On Mon Jun 23, 2025 at 00:34:41 +0200, Paul Boddie wrote:

Does anyone have any thoughts or recollections about this cache initialisation
routine?

I'm afraid, I have not.

MIPS cache initialisation always seems to involve recipes and caveats. Perhaps the level 2 cache is the thing that makes this SoC different to various other ones.

MIPS is becoming a rather niche architecture now, its one-time corporate guardian now having pivoted to RISC-V and coming under the ownership of GlobalFoundries, who with one of their more advanced fabs must count as some kind of neighbour of yours.
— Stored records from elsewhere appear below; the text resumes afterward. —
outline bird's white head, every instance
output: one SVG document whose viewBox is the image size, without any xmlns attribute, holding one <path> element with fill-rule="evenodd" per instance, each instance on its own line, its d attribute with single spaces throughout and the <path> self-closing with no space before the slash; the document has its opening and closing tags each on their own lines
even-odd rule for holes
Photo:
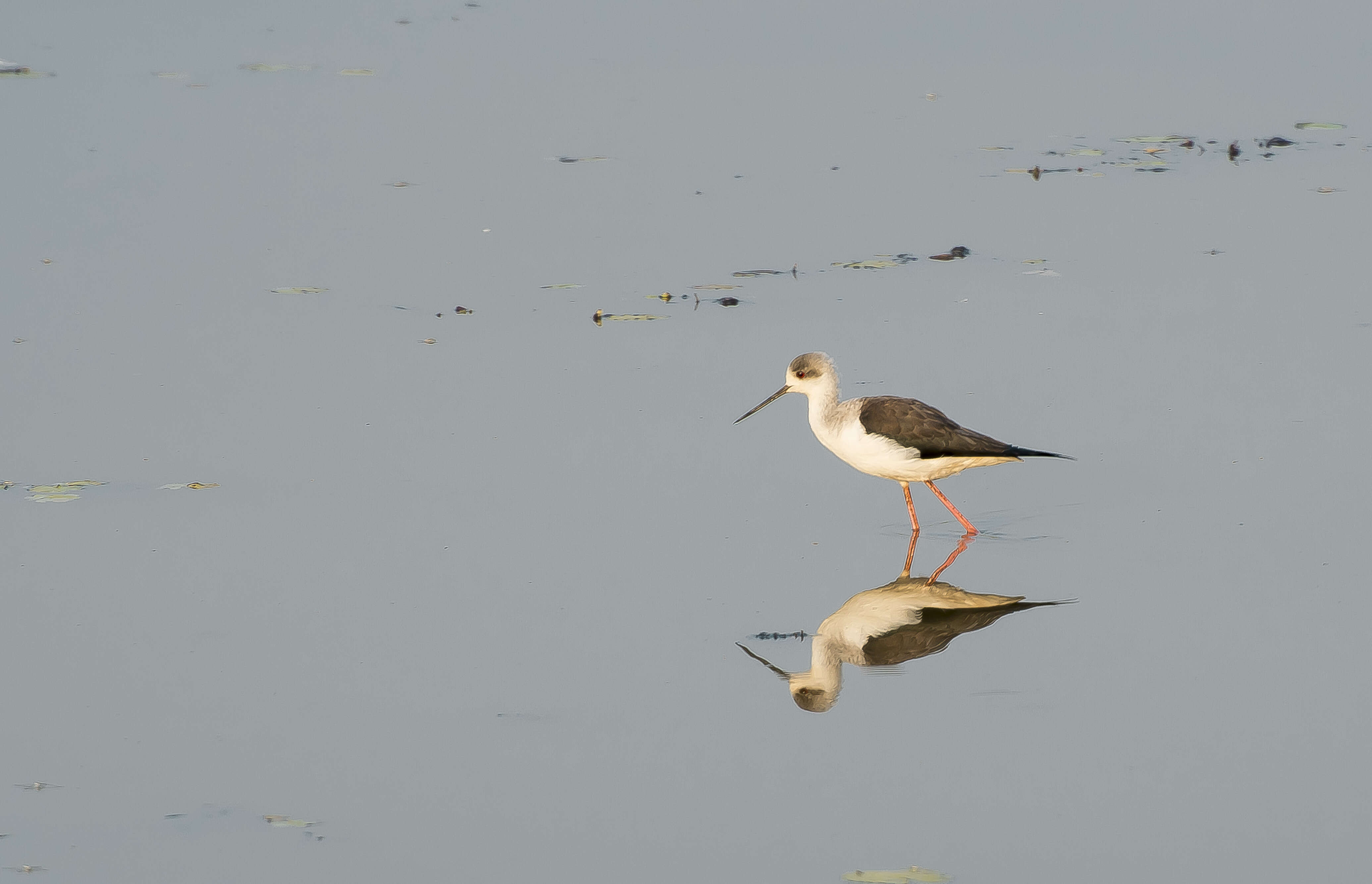
<svg viewBox="0 0 1372 884">
<path fill-rule="evenodd" d="M 761 405 L 744 415 L 744 417 L 756 415 L 788 393 L 837 398 L 838 369 L 834 368 L 834 361 L 829 358 L 827 353 L 801 353 L 786 367 L 785 386 L 767 397 Z M 734 423 L 737 424 L 744 417 L 740 417 Z"/>
</svg>

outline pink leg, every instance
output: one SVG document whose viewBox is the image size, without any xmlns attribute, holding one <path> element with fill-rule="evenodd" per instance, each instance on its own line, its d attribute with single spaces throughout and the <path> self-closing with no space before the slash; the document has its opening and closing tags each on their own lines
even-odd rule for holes
<svg viewBox="0 0 1372 884">
<path fill-rule="evenodd" d="M 900 579 L 910 577 L 910 563 L 915 560 L 915 541 L 919 539 L 919 531 L 910 535 L 910 552 L 906 553 L 906 570 L 900 572 Z"/>
<path fill-rule="evenodd" d="M 960 556 L 962 553 L 965 553 L 967 550 L 967 544 L 971 542 L 973 537 L 975 537 L 975 535 L 969 533 L 969 534 L 963 534 L 962 537 L 958 538 L 958 549 L 952 550 L 948 555 L 948 557 L 944 560 L 944 563 L 941 566 L 938 566 L 934 570 L 933 574 L 929 575 L 929 582 L 930 583 L 933 583 L 934 581 L 937 581 L 938 575 L 943 574 L 944 571 L 947 571 L 948 566 L 951 566 L 958 556 Z"/>
<path fill-rule="evenodd" d="M 962 522 L 962 527 L 967 528 L 967 534 L 981 534 L 981 531 L 978 531 L 975 527 L 973 527 L 970 522 L 967 522 L 967 516 L 958 512 L 958 508 L 952 505 L 952 501 L 944 497 L 943 491 L 934 487 L 933 482 L 925 482 L 925 485 L 927 485 L 929 490 L 934 493 L 934 497 L 943 501 L 944 507 L 948 508 L 948 512 L 951 512 L 958 519 L 958 522 Z M 906 490 L 908 493 L 908 489 Z M 911 504 L 910 512 L 914 512 L 914 504 Z"/>
<path fill-rule="evenodd" d="M 919 519 L 915 516 L 915 501 L 910 497 L 910 483 L 901 482 L 900 487 L 906 489 L 906 507 L 910 509 L 910 530 L 919 534 Z M 952 504 L 949 504 L 951 507 Z"/>
</svg>

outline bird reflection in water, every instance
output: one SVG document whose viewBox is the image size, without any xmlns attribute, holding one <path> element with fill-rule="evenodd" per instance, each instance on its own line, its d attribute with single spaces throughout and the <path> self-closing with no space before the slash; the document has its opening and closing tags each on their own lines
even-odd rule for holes
<svg viewBox="0 0 1372 884">
<path fill-rule="evenodd" d="M 900 577 L 885 586 L 858 593 L 819 625 L 811 644 L 808 670 L 788 673 L 742 644 L 738 647 L 788 684 L 796 706 L 807 712 L 827 712 L 842 689 L 844 663 L 899 666 L 938 653 L 958 636 L 985 629 L 1007 614 L 1067 604 L 969 593 L 940 581 L 938 575 L 967 549 L 966 537 L 930 577 L 910 577 L 916 539 L 918 535 L 910 538 L 910 553 Z"/>
</svg>

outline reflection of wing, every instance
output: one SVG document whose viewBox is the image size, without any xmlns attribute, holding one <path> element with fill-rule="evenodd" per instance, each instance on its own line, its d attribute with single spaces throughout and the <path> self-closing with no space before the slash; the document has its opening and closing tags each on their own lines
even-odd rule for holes
<svg viewBox="0 0 1372 884">
<path fill-rule="evenodd" d="M 1054 601 L 1022 601 L 1002 608 L 925 608 L 919 623 L 874 636 L 863 645 L 866 666 L 896 666 L 938 653 L 958 636 L 991 626 L 1007 614 L 1037 608 Z"/>
</svg>

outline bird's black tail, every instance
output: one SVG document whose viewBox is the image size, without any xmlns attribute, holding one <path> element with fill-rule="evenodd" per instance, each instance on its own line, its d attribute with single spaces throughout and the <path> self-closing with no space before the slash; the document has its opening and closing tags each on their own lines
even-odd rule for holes
<svg viewBox="0 0 1372 884">
<path fill-rule="evenodd" d="M 1072 454 L 1055 454 L 1052 452 L 1036 452 L 1036 450 L 1028 449 L 1028 447 L 1015 447 L 1014 445 L 1010 446 L 1010 450 L 1007 453 L 1011 457 L 1061 457 L 1063 460 L 1077 460 Z"/>
</svg>

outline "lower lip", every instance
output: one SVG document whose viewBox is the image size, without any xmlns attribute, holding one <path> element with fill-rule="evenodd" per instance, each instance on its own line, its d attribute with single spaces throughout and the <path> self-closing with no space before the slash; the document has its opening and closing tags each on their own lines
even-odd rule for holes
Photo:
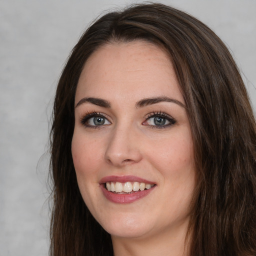
<svg viewBox="0 0 256 256">
<path fill-rule="evenodd" d="M 116 204 L 130 204 L 148 196 L 156 187 L 130 194 L 118 194 L 106 190 L 104 184 L 100 184 L 103 194 L 110 201 Z"/>
</svg>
On the topic of actually starting secondary cores, this SoC has its own set of registers for resetting cores, interrupt control, mailboxes, and so on. I have developed a fairly simple abstraction that performs similar core bootstrapping work to that of the Cm abstraction (in src/kern/mips/cm.cpp). I then extend
the Platform_control abstraction so that it will call the
alloc_secondary_boot_code method, followed by the appropriate method to start
the secondary cores.

Sounds good. If it's just for this single BSP, all the code could also
be in there.

I will probably try and consolidate the code for this family of SoCs.
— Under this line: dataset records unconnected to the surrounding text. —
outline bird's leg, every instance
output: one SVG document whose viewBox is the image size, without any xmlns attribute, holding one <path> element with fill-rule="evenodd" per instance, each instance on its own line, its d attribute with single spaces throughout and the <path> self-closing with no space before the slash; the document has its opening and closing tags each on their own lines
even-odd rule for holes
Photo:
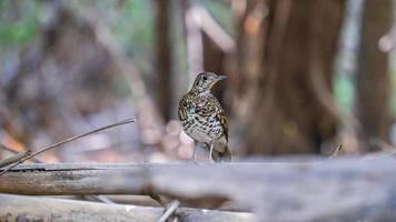
<svg viewBox="0 0 396 222">
<path fill-rule="evenodd" d="M 214 158 L 211 157 L 211 154 L 212 154 L 212 152 L 214 152 L 214 147 L 215 147 L 215 144 L 210 144 L 210 152 L 209 152 L 209 161 L 210 161 L 210 162 L 215 162 L 215 161 L 214 161 Z"/>
</svg>

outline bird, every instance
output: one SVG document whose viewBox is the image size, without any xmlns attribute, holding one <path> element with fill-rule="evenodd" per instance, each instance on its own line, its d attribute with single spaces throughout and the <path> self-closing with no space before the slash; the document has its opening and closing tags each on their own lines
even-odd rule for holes
<svg viewBox="0 0 396 222">
<path fill-rule="evenodd" d="M 182 130 L 196 143 L 204 143 L 209 149 L 209 161 L 230 162 L 231 152 L 228 148 L 228 125 L 225 111 L 210 89 L 227 75 L 214 72 L 199 73 L 190 90 L 179 102 L 178 118 Z M 192 160 L 196 162 L 197 145 L 194 148 Z"/>
</svg>

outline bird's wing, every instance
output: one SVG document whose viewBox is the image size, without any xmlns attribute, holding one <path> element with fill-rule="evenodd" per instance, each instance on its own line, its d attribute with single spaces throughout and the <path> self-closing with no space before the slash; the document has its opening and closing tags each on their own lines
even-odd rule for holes
<svg viewBox="0 0 396 222">
<path fill-rule="evenodd" d="M 180 121 L 185 121 L 187 120 L 187 117 L 188 117 L 188 110 L 189 110 L 189 107 L 190 107 L 190 103 L 187 102 L 188 98 L 182 97 L 180 102 L 179 102 L 179 110 L 177 112 L 178 117 L 179 117 L 179 120 Z"/>
<path fill-rule="evenodd" d="M 227 118 L 226 118 L 226 113 L 224 112 L 222 109 L 221 109 L 220 112 L 218 112 L 218 113 L 216 114 L 216 119 L 218 119 L 218 121 L 220 122 L 221 128 L 222 128 L 222 132 L 225 133 L 226 140 L 228 141 L 228 124 L 227 124 Z"/>
</svg>

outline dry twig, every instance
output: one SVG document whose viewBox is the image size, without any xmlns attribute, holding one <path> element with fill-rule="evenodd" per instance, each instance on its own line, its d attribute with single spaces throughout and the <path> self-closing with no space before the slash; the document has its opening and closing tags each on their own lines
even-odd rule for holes
<svg viewBox="0 0 396 222">
<path fill-rule="evenodd" d="M 44 148 L 44 149 L 42 149 L 42 150 L 40 150 L 38 152 L 34 152 L 34 153 L 32 153 L 32 154 L 30 154 L 30 155 L 28 155 L 26 158 L 22 158 L 18 162 L 9 165 L 8 168 L 6 168 L 0 173 L 0 176 L 3 175 L 4 173 L 7 173 L 9 170 L 11 170 L 11 169 L 16 168 L 17 165 L 19 165 L 20 163 L 22 163 L 22 162 L 24 162 L 24 161 L 27 161 L 27 160 L 29 160 L 29 159 L 31 159 L 33 157 L 37 157 L 37 155 L 39 155 L 39 154 L 41 154 L 43 152 L 47 152 L 47 151 L 52 150 L 55 148 L 58 148 L 58 147 L 60 147 L 60 145 L 62 145 L 65 143 L 75 141 L 77 139 L 80 139 L 80 138 L 83 138 L 83 137 L 87 137 L 87 135 L 90 135 L 90 134 L 93 134 L 93 133 L 97 133 L 97 132 L 100 132 L 100 131 L 103 131 L 103 130 L 108 130 L 110 128 L 116 128 L 116 127 L 119 127 L 119 125 L 128 124 L 128 123 L 131 123 L 131 122 L 136 122 L 136 118 L 130 118 L 130 119 L 127 119 L 127 120 L 123 120 L 123 121 L 120 121 L 120 122 L 116 122 L 116 123 L 112 123 L 112 124 L 109 124 L 109 125 L 106 125 L 106 127 L 102 127 L 102 128 L 98 128 L 98 129 L 91 130 L 89 132 L 85 132 L 85 133 L 79 134 L 79 135 L 75 135 L 75 137 L 68 138 L 68 139 L 66 139 L 63 141 L 57 142 L 57 143 L 55 143 L 52 145 L 49 145 L 49 147 L 47 147 L 47 148 Z"/>
</svg>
Is there any documentation for the SMP architecture in Fiasco and L4Re? I note that interprocessor interrupts (IPI) are one element that I might need to
support, probably using the mailboxes.

Yes. some cross-core notification is needed, i.e., some mechanism to
trigger an interrupt on another code. Cache-coherency should work. And
then it should be fine I guess.

It seems that the IPI mechanism in src/kern/mips/ipi-mips.cpp works fine, or at least sufficiently well for the debugger to use it. I will need to reacquaint myself with the reliability of the debugger in the next few days because there are some problems with the UART on the board I am using that prevent effective testing.
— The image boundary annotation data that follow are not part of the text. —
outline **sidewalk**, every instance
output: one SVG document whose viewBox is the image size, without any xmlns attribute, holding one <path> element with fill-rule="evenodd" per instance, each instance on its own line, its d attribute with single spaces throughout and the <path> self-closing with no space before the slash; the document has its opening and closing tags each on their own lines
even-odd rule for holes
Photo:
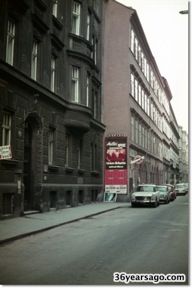
<svg viewBox="0 0 192 288">
<path fill-rule="evenodd" d="M 23 217 L 1 220 L 0 245 L 70 222 L 128 206 L 129 203 L 98 202 L 74 208 L 53 210 L 46 213 L 25 214 Z"/>
</svg>

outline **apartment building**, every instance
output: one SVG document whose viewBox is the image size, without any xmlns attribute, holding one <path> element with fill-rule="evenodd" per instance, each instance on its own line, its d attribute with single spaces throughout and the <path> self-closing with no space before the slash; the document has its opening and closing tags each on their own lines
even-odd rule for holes
<svg viewBox="0 0 192 288">
<path fill-rule="evenodd" d="M 111 174 L 106 169 L 105 183 L 112 188 L 114 169 L 114 174 L 119 170 L 118 189 L 120 178 L 124 177 L 127 199 L 139 183 L 176 181 L 178 125 L 168 81 L 158 69 L 137 11 L 114 0 L 107 1 L 104 35 L 104 122 L 105 139 L 110 139 L 104 145 L 122 137 L 126 143 L 126 174 L 122 176 L 119 165 L 111 165 Z M 143 159 L 135 162 L 139 157 Z M 114 181 L 117 183 L 117 179 Z M 125 189 L 122 191 L 116 191 L 119 199 L 120 194 L 126 194 Z"/>
<path fill-rule="evenodd" d="M 179 181 L 189 182 L 189 140 L 188 134 L 179 126 Z"/>
<path fill-rule="evenodd" d="M 0 217 L 96 201 L 103 1 L 2 0 Z"/>
</svg>

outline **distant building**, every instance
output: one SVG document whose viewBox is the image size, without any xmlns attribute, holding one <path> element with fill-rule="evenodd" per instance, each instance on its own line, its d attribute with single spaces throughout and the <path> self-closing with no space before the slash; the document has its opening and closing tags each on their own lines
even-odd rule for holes
<svg viewBox="0 0 192 288">
<path fill-rule="evenodd" d="M 103 187 L 103 1 L 2 0 L 0 216 L 96 201 Z"/>
<path fill-rule="evenodd" d="M 104 35 L 105 137 L 127 139 L 128 196 L 139 183 L 175 182 L 179 133 L 172 94 L 136 10 L 107 1 Z M 132 162 L 139 156 L 143 162 Z"/>
</svg>

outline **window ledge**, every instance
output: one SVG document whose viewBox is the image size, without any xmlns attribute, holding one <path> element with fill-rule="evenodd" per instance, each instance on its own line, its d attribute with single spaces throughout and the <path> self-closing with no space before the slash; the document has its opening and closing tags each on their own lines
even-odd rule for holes
<svg viewBox="0 0 192 288">
<path fill-rule="evenodd" d="M 48 169 L 51 171 L 57 171 L 59 169 L 59 166 L 56 165 L 48 165 Z"/>
</svg>

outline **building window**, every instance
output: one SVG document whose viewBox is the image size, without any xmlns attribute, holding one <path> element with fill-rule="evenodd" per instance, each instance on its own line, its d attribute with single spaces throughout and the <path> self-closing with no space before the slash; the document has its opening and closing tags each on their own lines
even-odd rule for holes
<svg viewBox="0 0 192 288">
<path fill-rule="evenodd" d="M 55 70 L 56 67 L 56 58 L 55 56 L 52 56 L 51 58 L 51 91 L 55 92 Z"/>
<path fill-rule="evenodd" d="M 86 87 L 86 106 L 89 107 L 90 99 L 90 75 L 87 74 L 87 87 Z"/>
<path fill-rule="evenodd" d="M 48 164 L 53 165 L 54 161 L 54 134 L 55 129 L 49 128 L 49 138 L 48 138 Z"/>
<path fill-rule="evenodd" d="M 139 102 L 139 105 L 141 106 L 142 99 L 141 99 L 141 85 L 140 84 L 138 85 L 138 102 Z"/>
<path fill-rule="evenodd" d="M 53 0 L 53 10 L 52 10 L 53 16 L 57 17 L 57 12 L 58 12 L 58 0 Z"/>
<path fill-rule="evenodd" d="M 141 107 L 145 110 L 145 91 L 143 89 L 141 91 Z"/>
<path fill-rule="evenodd" d="M 131 29 L 131 51 L 134 53 L 134 44 L 135 44 L 135 33 Z"/>
<path fill-rule="evenodd" d="M 72 15 L 72 33 L 76 35 L 80 35 L 80 11 L 80 4 L 74 1 Z"/>
<path fill-rule="evenodd" d="M 147 150 L 147 129 L 145 129 L 145 149 Z"/>
<path fill-rule="evenodd" d="M 98 57 L 97 57 L 97 53 L 98 53 L 98 40 L 97 39 L 95 39 L 95 41 L 94 41 L 94 47 L 93 47 L 93 51 L 94 51 L 94 63 L 95 63 L 95 65 L 97 65 L 97 61 L 98 61 Z"/>
<path fill-rule="evenodd" d="M 71 136 L 70 134 L 65 135 L 65 167 L 71 165 Z"/>
<path fill-rule="evenodd" d="M 98 117 L 98 93 L 93 90 L 93 118 Z"/>
<path fill-rule="evenodd" d="M 134 117 L 131 116 L 131 141 L 135 140 L 135 126 L 134 126 Z"/>
<path fill-rule="evenodd" d="M 135 97 L 135 77 L 134 75 L 131 73 L 131 95 L 133 97 Z"/>
<path fill-rule="evenodd" d="M 142 138 L 142 135 L 141 135 L 141 124 L 139 123 L 139 145 L 141 146 L 141 138 Z"/>
<path fill-rule="evenodd" d="M 71 100 L 73 102 L 79 103 L 79 68 L 72 67 L 72 95 Z"/>
<path fill-rule="evenodd" d="M 33 41 L 32 58 L 31 58 L 31 78 L 37 80 L 37 58 L 38 58 L 38 44 Z"/>
<path fill-rule="evenodd" d="M 91 16 L 88 13 L 88 15 L 87 15 L 87 35 L 86 35 L 86 39 L 88 41 L 90 40 L 90 21 L 91 21 Z"/>
<path fill-rule="evenodd" d="M 82 154 L 83 154 L 83 142 L 82 139 L 78 141 L 78 153 L 77 153 L 77 168 L 82 168 Z"/>
<path fill-rule="evenodd" d="M 97 170 L 97 145 L 91 143 L 91 170 Z"/>
<path fill-rule="evenodd" d="M 138 101 L 138 81 L 135 79 L 135 100 Z"/>
<path fill-rule="evenodd" d="M 14 42 L 15 42 L 15 23 L 9 20 L 7 27 L 6 62 L 10 65 L 13 65 Z"/>
<path fill-rule="evenodd" d="M 9 113 L 3 114 L 2 125 L 2 146 L 11 144 L 11 115 Z"/>
<path fill-rule="evenodd" d="M 139 134 L 138 121 L 135 120 L 135 142 L 136 144 L 138 144 L 138 134 Z"/>
<path fill-rule="evenodd" d="M 142 129 L 142 132 L 141 132 L 141 146 L 144 148 L 145 147 L 145 128 L 142 126 L 141 129 Z"/>
</svg>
The IPI mechanism as provided appears to use some memory as the channel through which information is communicated. It seems that IPI signalling in src/kern/mips/gic.cpp involves the MIPS GIC, but that is not provided by this particular SoC. Instead, the SoC provides a number of core-specific mailboxes with interrupts raised when the mailboxes are written to.

I thought that I might replace the implementation in ipi-mips.cpp with something that makes use of these mailboxes more effectively. Currently, a non-zero value written to a mailbox causes an IPI, but I don't make use of this value, instead relying on the existing IPI implementation to set the condition in its _rq array, which appears to maintain the status of the different IPI conditions (which itself employs words to hold boolean values, presumably to facilitate use of the architecture's atomic update primitives).

I imagine that I could instead have an IPI implementation that updates the mailbox for a given core, setting a bit in the mailbox register corresponding to the condition. Since there is some form of rudimentary locking provided by the SoC, a read-update-write sequence should be fairly safe. This was not a priority when I just wanted to get it all working.

The state of this work reached the point where I think I had implemented core-specific interrupt conditions correctly, along with the appropriate semantics for the set_cpu operation. Here, my mental model is a bit cloudy. If I create an IRQ object in L4Re, I wonder if it is bound to a particular CPU/core or whether it may be made to schedule any CPU/core upon an interrupt condition occurring.

(I have been wondering similar things about the Linux kernel where there is a substantial framework for interrupt handling but relatively little coherent documentation about how it all fits together.)

Thanks in advance for any advice or feedback that may be given!

Sorry for the delay.

No worries! I haven't been able to look at this for a while, myself. I appreciate the reply!